Activités parlementaires 22-25 mai 2018

Antoine Herth estime que le projet de loi pour l'équilibre des relations commerciales dans le secteur agricole et alimentaire et une alimentation saine et durable (EGAlim) n'enlèvera pas la frustration de ne pas connaître la boussole du gouvernement en matière de politique agricole.

Antoine Herth est intervenu lors de la discussion générale du « PJL EGAlim ».

Il estime que ce texte n'enlèvera pas la frustration de ne pas connaître la boussole du gouvernement en matière de politique agricole.  En dépit de l'ambition affichée par le ministre de porter un espoir pour tous les secteurs de l'agriculture, le texte demeure muet sur la PAC, les accords de libre-échange ou encore la question foncière.

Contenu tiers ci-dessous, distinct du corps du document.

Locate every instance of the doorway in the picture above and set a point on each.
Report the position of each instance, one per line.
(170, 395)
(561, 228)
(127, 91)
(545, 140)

Autant d'enjeux et de défis à relever pourtant essentiels au futur de notre agriculture et qu'il aurait par conséquent été nécessaire d'aborder dès aujourd'hui, dans le cadre d'une loi englobant l'ensemble de ces sujets.

Si Antoine Herth partage l'objectif affiché d'obtenir un indispensable rééquilibrage des relations commerciales au sein de la filière alimentaire, il s'interroge néanmoins si les moyens proposés par le texte seront suffisants pour réussir ce pari.
D'autant que de nombreuses mesures envisagées pourraient se traduire par une nouvelle sur-transposition des règles européennes, la création de nouvelles distorsions de concurrence et partant, immanquablement augmenter les charges de la Ferme France.

Au total, le credo qu'exprime ce texte pourrait s'écrire : « Agriculteurs de France, soyez au service des consommateurs du marché intérieur, sachez répondre à leurs attentes et sachez surtout mieux vous organiser pour être payés en retour », tout en laissant entendre également « Quant à la PAC, à l'export et aux politiques structurelles qui ont fait le force de l'économie agroalimentaire du pays, elles seront bientôt reléguées au musée ».